James W. Fleshman Jr, MD
Determining the best way to treat patients with colorectal cancer is not a simple task. Technology has expanded surgical methods; laparoscopic surgery, robotic surgery, and other advanced techniques now offer less invasive procedures. In addition, the treatment of colorectal cancer has evolved from the responsibility of one or two specialists to an entire multidisciplinary team, improving outcomes for patients.
In an interview with OncLive
, James W. Fleshman Jr, MD, from the Department of Surgery and Internal Medicine at Baylor University Medical Center in Dallas, explained how technological advances and a growing commitment to a multidisciplinary approach have impacted the treatment of colorectal cancer.
OncLive: How does a tumor’s location impact the surgical treatment and long-term outcomes for patients with colorectal cancer?
: Colorectal cancer is influenced by its blood supply and by the position that the cancer has along the length of the colon. Rectal cancers are a little bit more difficult to treat. We now have multiple options that are available to us. We use multimodality therapy for rectal cancer. It lives in a boney box, which inhibits a purely surgical treatment for rectal cancer. Therefore, we use chemotherapy and radiation; patients with rectal cancer can have a sphincter-sparing operation to hook them back together and can continue to have normal bowel function.
However, there are a certain number of patients who end up with a permanent ostomy because the tumor is so low in the rectum and the muscles in the pelvic floor are involved. On the other hand, colon cancer that is located anywhere along the rest of the colon from the sigmoid to the right colon is treatable primarily with an anatomic directed resection. That can be accomplished through open, laparoscopic, or robotic methods. Following the major blood supply is the most important feature for doing a complete resection of colon cancer.
What are the benefits of a multidisciplinary approach?
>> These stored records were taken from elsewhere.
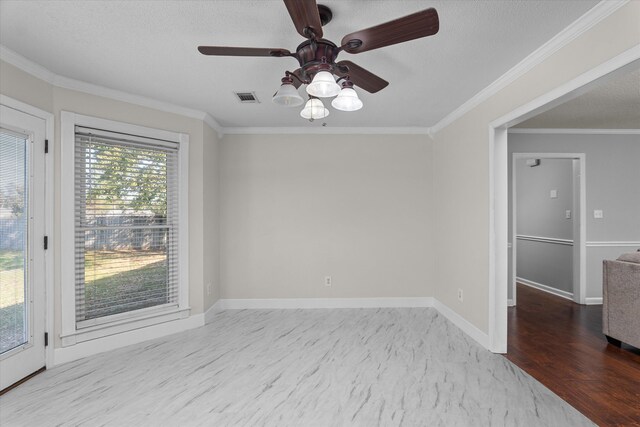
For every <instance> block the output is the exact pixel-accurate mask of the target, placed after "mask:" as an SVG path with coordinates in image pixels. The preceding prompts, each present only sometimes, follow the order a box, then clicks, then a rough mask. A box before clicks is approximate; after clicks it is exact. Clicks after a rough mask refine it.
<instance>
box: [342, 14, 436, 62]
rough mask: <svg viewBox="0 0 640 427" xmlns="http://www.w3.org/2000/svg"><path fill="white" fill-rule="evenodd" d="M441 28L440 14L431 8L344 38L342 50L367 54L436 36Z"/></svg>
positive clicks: (357, 31) (358, 32) (349, 51)
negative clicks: (434, 35)
mask: <svg viewBox="0 0 640 427" xmlns="http://www.w3.org/2000/svg"><path fill="white" fill-rule="evenodd" d="M439 28H440V21H439V19H438V12H436V10H435V9H434V8H429V9H425V10H422V11H420V12H416V13H413V14H411V15H407V16H405V17H403V18H398V19H395V20H393V21H389V22H386V23H384V24H380V25H376V26H375V27H371V28H367V29H365V30H360V31H356V32H355V33H351V34H348V35H346V36H344V37H343V38H342V49H343V50H344V51H346V52H349V53H361V52H366V51H368V50H373V49H378V48H381V47H385V46H390V45H393V44H397V43H403V42H406V41H409V40H414V39H419V38H421V37H427V36H431V35H433V34H436V33H437V32H438V29H439ZM360 42H361V43H360Z"/></svg>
A multidisciplinary approach for colorectal cancer is now considered the standard of care. We have a multidisciplinary team that meets every other week to evaluate and discuss all of the patients who come here for treatment of colorectal cancer. The multidisciplinary approach to rectal cancer in Europe has actually improved the outcomes for patients there, so now their survival is better than the patients that have colon cancer. That is a complete reversal of outcomes.
Our multidisciplinary team is made up of medical, radiation, and surgical oncologists; surgeons; colorectal surgeons; radiologists; gastroenterologists; genetic counselors; and anyone else who touches the patient. The idea is that we follow processes that are protocolized. Patients are presented to the multidisciplinary team, options are developed, recommendations are made, follow-up is based on guidelines, and we move forward.
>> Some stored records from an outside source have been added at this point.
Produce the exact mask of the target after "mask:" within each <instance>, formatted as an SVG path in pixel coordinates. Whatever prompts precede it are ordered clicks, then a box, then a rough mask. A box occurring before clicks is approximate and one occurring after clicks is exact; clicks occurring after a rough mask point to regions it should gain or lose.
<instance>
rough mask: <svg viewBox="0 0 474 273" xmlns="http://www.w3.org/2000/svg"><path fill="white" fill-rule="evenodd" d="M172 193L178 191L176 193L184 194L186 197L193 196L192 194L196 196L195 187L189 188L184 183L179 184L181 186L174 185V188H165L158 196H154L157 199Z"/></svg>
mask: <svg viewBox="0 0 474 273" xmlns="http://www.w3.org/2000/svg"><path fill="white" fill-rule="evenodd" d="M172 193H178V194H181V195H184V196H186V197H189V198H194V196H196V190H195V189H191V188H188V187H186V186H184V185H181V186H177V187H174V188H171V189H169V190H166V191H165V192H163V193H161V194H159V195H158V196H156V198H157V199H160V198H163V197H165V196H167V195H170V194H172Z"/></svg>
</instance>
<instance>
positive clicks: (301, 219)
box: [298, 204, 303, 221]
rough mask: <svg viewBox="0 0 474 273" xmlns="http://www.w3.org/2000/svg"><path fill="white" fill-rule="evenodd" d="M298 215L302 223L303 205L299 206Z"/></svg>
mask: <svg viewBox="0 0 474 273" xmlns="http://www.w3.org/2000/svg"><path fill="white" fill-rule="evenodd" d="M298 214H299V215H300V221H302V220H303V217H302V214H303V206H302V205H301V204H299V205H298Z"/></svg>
A multidisciplinary team is probably the most effective way to treat any cancer and I anticipate that, in the future, it will no longer just be used in colorectal cancer. Every solid tumor that we have will have a multidisciplinary team wrapped around it and those patients will end up with a better outcome.
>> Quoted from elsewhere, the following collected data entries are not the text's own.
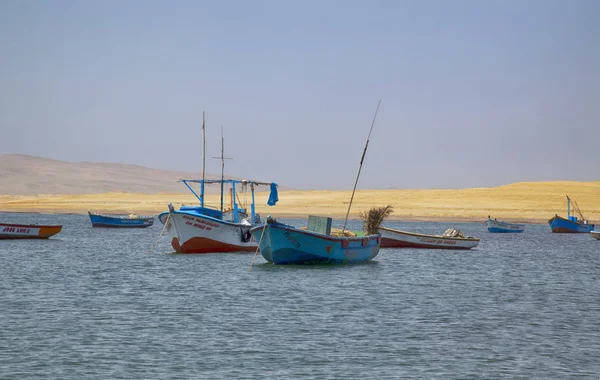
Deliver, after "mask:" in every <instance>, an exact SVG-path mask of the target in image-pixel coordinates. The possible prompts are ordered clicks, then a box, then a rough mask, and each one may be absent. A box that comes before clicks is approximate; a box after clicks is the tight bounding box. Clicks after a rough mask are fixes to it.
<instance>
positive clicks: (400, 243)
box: [379, 227, 479, 249]
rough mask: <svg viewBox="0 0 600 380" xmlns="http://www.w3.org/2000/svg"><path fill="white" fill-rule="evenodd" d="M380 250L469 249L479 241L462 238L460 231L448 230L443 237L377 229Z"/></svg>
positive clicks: (445, 232)
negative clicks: (379, 245) (378, 233)
mask: <svg viewBox="0 0 600 380" xmlns="http://www.w3.org/2000/svg"><path fill="white" fill-rule="evenodd" d="M379 233H380V234H381V248H428V249H471V248H474V247H477V245H478V244H479V239H478V238H474V237H470V236H464V235H463V234H462V232H460V230H458V229H456V228H449V229H447V230H446V232H444V234H443V235H427V234H419V233H414V232H407V231H400V230H393V229H391V228H386V227H379Z"/></svg>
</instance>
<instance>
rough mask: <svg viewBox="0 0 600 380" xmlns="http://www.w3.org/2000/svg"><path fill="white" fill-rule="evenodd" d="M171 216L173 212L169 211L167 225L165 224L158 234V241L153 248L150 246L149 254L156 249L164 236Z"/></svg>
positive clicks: (166, 222) (167, 219)
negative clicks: (150, 252) (159, 241)
mask: <svg viewBox="0 0 600 380" xmlns="http://www.w3.org/2000/svg"><path fill="white" fill-rule="evenodd" d="M170 218H171V213H169V216H167V220H165V225H164V226H163V229H162V230H161V231H160V234H159V235H158V239H156V243H154V245H153V246H152V248H150V250H149V251H148V252H146V255H147V254H149V253H150V252H152V250H154V248H155V247H156V246H157V245H158V242H159V241H160V240H161V239H162V237H163V236H164V233H165V228H167V224H169V219H170Z"/></svg>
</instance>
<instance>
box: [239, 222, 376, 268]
mask: <svg viewBox="0 0 600 380" xmlns="http://www.w3.org/2000/svg"><path fill="white" fill-rule="evenodd" d="M250 233H251V234H252V236H253V237H254V239H255V240H256V241H258V242H260V243H259V248H260V253H261V254H262V256H263V257H264V258H265V260H267V261H269V262H272V263H273V264H315V263H316V264H318V263H332V264H341V263H359V262H365V261H369V260H371V259H373V258H374V257H375V256H377V254H378V253H379V247H380V245H381V235H380V234H375V235H368V236H354V237H337V236H331V235H327V234H323V233H318V232H314V231H309V230H303V229H300V228H296V227H293V226H290V225H287V224H282V223H277V222H271V223H269V221H267V223H266V224H263V225H261V226H257V227H254V228H252V229H251V230H250Z"/></svg>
What is the role of laparoscopic and robotic surgery in colorectal cancer?
The surgical management of colorectal cancer is mostly influenced by its position in the colon and the rectum. However, as capabilities arise and surgeons have better technical skills, we have turned to a minimally invasive approach. Laparoscopy is less invasive than open surgery, and robotic is another method of doing a minimally invasive surgery.
We think that the short-term outcomes of any minimally invasive approach will actually benefit the patient in their long-term treatment. They get to chemotherapy faster, they have less down time, and their immune suppression is less with a minimally invasive approach. Patients who have smaller incisions have less pain, require fewer narcotics, and have less of stress response to the operation. We think it really does impact their long-term outcome.
What advances have been made in treating liver metastasis?
The tumor that has spread to the liver in the otherwise healthy patient with primary, resectable colorectal cancer is probably the most controversial area of our specialty right now. Patients present with a liver metastasis that is immediately resectable at the time of the resection of the primary tumor should likely undergo a simultaneous approach to both processes.
However, someone with a wide spread metastasis of the primary colorectal cancer, probably should go straight to chemotherapy to reduce the tumor burden and then consider the impact of the primary lesion and the liver lesion on the quality of life. We are hoping that we can turn stage IV colorectal cancer into a chronic disease as opposed to having a terminal disease. Chemotherapy in different levels and molecular profiling will likely help us establish the treatment plan that we need for those patients who present with an advanced stage.
What are a surgeon’s options for treating liver metastasis?
The team at our institution now has multiple modalities available for treating liver metastasis. Options include the Gamma Knife, radiofrequency ablation, wedge resection, and formal segmental resection. We also have used ex-vivo resection and replantation of the liver to remove the entire tissue burden. If you have a patient who is difficult to manage, we have been able to find some approach that will give them short-term, if not long-term, capability for outcomes.